TWO men who escaped responsibility for killing a man they bashed unconscious and then set alight were both jailed today for three years and six months.
Justice Lex Lasry told
Wayne Arthur, 51, and Darryl McHarg, 32, he would sentence them for the assault on Shaun Patrick Moloney but not for causing his death.
The decision not to charge the men with murder or manslaughter outraged the victim's family and victim supporters.
Steve Medcraft of People Against Lenient Sentencing questioned why the Office of Public Prosecutions did not press a murder or manslaughter case.

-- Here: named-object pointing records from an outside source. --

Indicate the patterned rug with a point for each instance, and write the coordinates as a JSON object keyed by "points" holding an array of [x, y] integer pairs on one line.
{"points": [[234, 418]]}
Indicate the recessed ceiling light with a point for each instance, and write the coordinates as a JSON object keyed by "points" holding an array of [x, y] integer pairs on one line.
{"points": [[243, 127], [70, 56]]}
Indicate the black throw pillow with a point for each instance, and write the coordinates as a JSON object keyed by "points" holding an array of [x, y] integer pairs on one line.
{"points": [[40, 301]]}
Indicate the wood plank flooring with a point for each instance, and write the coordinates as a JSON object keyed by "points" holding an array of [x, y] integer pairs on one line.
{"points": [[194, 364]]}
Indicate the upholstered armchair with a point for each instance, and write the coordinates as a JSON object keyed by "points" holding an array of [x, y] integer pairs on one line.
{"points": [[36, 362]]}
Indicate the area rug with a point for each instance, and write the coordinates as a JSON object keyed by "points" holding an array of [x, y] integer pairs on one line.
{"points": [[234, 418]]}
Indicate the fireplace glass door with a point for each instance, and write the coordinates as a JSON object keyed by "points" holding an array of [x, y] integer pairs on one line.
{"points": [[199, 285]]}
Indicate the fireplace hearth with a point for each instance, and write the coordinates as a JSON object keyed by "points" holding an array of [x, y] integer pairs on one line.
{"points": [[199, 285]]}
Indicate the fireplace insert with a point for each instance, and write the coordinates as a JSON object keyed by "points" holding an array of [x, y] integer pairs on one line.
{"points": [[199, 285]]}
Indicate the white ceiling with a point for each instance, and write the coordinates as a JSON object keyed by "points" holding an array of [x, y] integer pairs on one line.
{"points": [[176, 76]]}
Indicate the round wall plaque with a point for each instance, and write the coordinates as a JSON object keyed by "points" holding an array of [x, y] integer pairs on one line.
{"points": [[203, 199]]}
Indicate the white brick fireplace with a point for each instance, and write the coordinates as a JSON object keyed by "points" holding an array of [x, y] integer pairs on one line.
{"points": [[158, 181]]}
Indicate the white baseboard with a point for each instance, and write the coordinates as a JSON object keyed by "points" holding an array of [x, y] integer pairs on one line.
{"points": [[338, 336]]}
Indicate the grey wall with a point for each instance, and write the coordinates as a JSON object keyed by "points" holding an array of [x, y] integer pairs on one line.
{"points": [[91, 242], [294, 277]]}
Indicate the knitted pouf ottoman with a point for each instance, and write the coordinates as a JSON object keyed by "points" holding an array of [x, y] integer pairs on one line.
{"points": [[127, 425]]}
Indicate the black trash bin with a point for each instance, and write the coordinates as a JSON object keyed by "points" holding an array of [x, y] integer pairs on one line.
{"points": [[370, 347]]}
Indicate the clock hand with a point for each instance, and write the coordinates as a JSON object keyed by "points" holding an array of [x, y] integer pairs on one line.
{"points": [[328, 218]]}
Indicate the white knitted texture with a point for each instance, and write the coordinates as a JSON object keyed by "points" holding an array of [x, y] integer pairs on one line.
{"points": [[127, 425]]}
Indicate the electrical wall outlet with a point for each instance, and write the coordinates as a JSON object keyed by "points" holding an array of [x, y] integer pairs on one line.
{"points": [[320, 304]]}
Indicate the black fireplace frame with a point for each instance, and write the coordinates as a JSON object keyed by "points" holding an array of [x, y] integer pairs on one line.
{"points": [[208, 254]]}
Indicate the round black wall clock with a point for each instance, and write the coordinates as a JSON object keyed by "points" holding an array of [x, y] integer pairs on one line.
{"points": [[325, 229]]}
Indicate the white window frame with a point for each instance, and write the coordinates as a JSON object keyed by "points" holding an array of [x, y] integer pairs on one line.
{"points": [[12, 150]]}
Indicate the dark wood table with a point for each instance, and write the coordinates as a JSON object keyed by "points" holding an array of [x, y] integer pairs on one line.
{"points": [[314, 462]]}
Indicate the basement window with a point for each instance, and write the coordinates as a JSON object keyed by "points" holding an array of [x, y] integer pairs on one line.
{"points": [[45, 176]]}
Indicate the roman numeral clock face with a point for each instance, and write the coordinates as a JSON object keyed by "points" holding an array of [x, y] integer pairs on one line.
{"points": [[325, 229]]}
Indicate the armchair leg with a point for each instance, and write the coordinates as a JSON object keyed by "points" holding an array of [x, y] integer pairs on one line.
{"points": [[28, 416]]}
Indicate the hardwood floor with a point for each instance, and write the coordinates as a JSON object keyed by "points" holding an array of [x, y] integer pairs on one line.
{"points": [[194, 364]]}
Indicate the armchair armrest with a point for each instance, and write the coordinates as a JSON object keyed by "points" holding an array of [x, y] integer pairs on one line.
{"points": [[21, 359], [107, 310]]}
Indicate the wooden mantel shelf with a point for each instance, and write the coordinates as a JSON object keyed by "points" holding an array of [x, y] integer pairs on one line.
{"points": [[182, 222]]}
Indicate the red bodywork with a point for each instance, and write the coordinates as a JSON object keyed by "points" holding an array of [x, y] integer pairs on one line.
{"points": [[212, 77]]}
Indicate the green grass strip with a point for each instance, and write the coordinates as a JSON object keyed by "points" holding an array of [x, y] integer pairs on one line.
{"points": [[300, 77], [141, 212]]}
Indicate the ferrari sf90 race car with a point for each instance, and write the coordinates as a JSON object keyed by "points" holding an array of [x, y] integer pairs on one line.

"How can you bash someone unconscious and then set their body on fire and only be charged with causing injury?'' Mr Medcraft said.
 
"They caused this man's death. It is a clear case of murder, or at least manslaughter, and it is this kind of case that makes ordinary people think the justice system is a joke.''
 
In his Supreme Court sentence the judge said the pair attacked Mr Moloney, who was found to have a blood alcohol reading of .51, in a Glenroy boarding house, punching him a number of times to the head and body.
 
Justice Lasry said the victim's high blood alcohol count meant he would not have been able to defend himself.
 
McHarg told police that when he and Arthur placed Mr Moloney in the back of his station wagon they thought he was dead.
 
The body was driven to a paddock at Strathmore and set light.
 
"The basis on which you have both pleaded guilty to the offence of intentionally causing serious injury is that you will be sentenced for what occurred during the course of the assault at the boarding house,'' said Justice Lasry.
 
"Not for any subsequent conduct or in any respect on the basis that either or both of you caused the death of Mr Moloney.''
 
Arthur and McHarg, pleaded guilty to one count of intentionally causing serious injury to Mr Moloney, 46, in the early hours of March 8, 2009.
 
Justice Lasry said all three lived in the boarding house and McHarg believed Mr Moloney had abused a child, although there was no evidence to support this belief.
 
He said McHarg had a very troubled background of abuse, drug and alcohol addiction and a number of prior convictions while Arthur lived an isolated and socially marginalised life.
 
The judge said he regarded the offending as serious and set maximum terms of six years and six months.